By letter dated November 2, 2009, new (and current) counsel for respondent advised that the instant motion again had been adjourned on consent to November 23, 2009, with opposition “in hand by November 19, 2009.” However, instead of filing an answer counsel has moved for permission to withdraw as respondent’s counsel by notice of motion dated November 19, 2009, while also seeking an interim stay of the suspension motion pending the outcome of counsel’s motion to withdraw. The interim stay application was denied.

On November 23, 2009, respondent submitted an affidavit whereby she avers that she did not intentionally refuse to cooperate with the Committee’s investigation; rather, she had no notice of the two complaints against her because she had not received any of the Committee’s correspondence. Respondent claims she has had to relocate her residence on several occasions because she was being stalked by a dangerous individual. She avers that as soon as her sister found a copy of the Committee’s motion, respondent immediately retained counsel and states that she intends to cooperate.

Pursuant to 22 NYCRR 603.4 (e) (1) (i), an attorney who is the subject of an investigation by the Committee may be temporarily suspended from the practice of law, pending consideration of the charges, upon a finding that the respondent is guilty of professional misconduct that immediately threatens the public interest, such as refusing to cooperate with the Committee’s investigation of misconduct. Here, while respondent was allegedly being stalked and did not provide her current addresses to OCA out of fear for her safety, at least since October 1, 2009, she has had copies of the two complaints filed against her. Despite that notice, to date, respondent has not submitted answers to the complaints nor has she appeared for a deposition (see Matter of Ryans, 37 AD3d 40 [2006] [attorney immediately suspended for, inter alia, failure to serve an answer and appear for a deposition relating to one complaint]; Matter of Spiegler, 33 AD3d 187 [2006]). Thus, respondent’s conduct demonstrates a willful noncompliance with the Committee’s investigation, warranting her immediate suspension (Matter of Burke, 54 AD3d 70 [2008]).

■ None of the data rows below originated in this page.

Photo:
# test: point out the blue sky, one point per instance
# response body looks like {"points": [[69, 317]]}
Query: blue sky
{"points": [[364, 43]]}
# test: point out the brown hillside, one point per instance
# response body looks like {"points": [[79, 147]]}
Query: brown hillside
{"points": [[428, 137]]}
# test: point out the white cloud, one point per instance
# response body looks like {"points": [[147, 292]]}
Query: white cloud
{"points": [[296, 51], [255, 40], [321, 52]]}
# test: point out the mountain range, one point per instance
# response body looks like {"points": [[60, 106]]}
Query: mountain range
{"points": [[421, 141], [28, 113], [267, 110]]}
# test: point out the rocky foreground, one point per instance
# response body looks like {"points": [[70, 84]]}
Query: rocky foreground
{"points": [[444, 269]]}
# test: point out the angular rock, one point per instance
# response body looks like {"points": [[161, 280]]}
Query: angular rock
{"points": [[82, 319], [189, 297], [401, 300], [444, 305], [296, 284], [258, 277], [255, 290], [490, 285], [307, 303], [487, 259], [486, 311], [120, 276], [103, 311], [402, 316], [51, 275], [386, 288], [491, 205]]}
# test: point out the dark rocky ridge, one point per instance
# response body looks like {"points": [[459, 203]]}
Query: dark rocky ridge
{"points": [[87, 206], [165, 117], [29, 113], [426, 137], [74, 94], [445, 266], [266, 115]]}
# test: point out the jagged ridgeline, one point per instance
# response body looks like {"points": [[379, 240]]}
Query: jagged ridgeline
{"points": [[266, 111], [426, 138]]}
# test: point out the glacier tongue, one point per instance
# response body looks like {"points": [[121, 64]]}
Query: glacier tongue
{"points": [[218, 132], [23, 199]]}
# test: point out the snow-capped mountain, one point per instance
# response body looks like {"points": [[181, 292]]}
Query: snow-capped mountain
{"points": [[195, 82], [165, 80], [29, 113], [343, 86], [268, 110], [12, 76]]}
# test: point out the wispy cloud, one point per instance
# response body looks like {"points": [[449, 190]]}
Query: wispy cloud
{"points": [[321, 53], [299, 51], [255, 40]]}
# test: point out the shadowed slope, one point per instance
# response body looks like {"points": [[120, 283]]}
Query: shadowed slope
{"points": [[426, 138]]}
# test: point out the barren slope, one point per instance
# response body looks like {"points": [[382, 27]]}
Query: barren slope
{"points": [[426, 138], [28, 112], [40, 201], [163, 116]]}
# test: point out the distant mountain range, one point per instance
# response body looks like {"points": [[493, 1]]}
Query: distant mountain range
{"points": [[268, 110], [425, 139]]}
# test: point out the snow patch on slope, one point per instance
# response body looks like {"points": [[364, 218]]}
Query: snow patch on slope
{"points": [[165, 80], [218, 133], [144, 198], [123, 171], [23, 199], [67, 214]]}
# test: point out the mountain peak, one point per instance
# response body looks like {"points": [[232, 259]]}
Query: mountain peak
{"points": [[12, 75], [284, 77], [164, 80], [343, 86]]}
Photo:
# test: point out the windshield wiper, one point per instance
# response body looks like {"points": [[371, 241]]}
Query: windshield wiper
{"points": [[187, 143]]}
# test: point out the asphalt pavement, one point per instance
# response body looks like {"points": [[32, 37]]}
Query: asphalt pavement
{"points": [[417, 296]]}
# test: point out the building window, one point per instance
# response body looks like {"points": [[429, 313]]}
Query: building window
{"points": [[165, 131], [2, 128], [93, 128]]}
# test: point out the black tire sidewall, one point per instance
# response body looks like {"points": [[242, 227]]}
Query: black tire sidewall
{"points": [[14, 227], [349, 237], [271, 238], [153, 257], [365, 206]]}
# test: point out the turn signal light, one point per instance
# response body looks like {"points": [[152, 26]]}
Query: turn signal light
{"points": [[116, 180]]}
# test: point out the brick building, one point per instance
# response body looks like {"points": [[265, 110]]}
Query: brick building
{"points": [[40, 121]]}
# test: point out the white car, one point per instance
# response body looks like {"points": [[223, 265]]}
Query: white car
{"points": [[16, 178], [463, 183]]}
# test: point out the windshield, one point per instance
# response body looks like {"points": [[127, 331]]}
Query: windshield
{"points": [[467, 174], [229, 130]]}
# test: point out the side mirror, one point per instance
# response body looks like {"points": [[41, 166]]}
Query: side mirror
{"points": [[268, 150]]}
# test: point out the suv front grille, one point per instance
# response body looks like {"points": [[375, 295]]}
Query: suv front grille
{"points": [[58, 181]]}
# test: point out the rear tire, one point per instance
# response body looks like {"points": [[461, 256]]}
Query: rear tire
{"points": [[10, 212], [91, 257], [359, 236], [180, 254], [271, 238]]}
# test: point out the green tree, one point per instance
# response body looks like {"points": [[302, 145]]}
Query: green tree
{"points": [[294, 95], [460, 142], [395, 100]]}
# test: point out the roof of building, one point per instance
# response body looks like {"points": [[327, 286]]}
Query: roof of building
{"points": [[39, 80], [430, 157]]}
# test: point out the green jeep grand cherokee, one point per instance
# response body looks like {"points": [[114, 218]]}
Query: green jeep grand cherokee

By notice of motion dated November 19, 2009, counsel for respondent seeks permission, pursuant to CPLR 321 (b) (2), to *5withdraw as counsel upon the grounds that respondent has been uncommunicative with counsel and has failed to remit the agreed-upon retainer fee, thus rendering it unreasonably difficult to properly represent her. Counsel also requests a stay of no less than 30 days to allow respondent to retain new counsel.

In opposition, respondent argues that the motion should be denied because she has paid counsel $5,000 as a retainer. Respondent asserts that she has met with counsel and fully cooperated. Since counsel has appeared and filed opposition papers to the Committee’s motion for an interim suspension after submitting their withdrawal motion, the motion to withdraw is now moot and is denied.

Accordingly, the Committee’s motion should be granted and respondent immediately suspended from the practice of law, until such time as disciplinary matters pending before the Committee have been concluded and until further order of the Court. Respondent’s counsel’s motion to withdraw as counsel is denied, as moot.

Mazzarelli, J.E, Andrias, Saxe, Catterson and Acosta, JJ., concur.

Respondent suspended from the practice of law in the State of New York, effective the date hereof, until such time as disciplinary matters pending before the Committee have been concluded and until further order of this Court. Motion by respondent’s counsel to be relieved denied, as moot.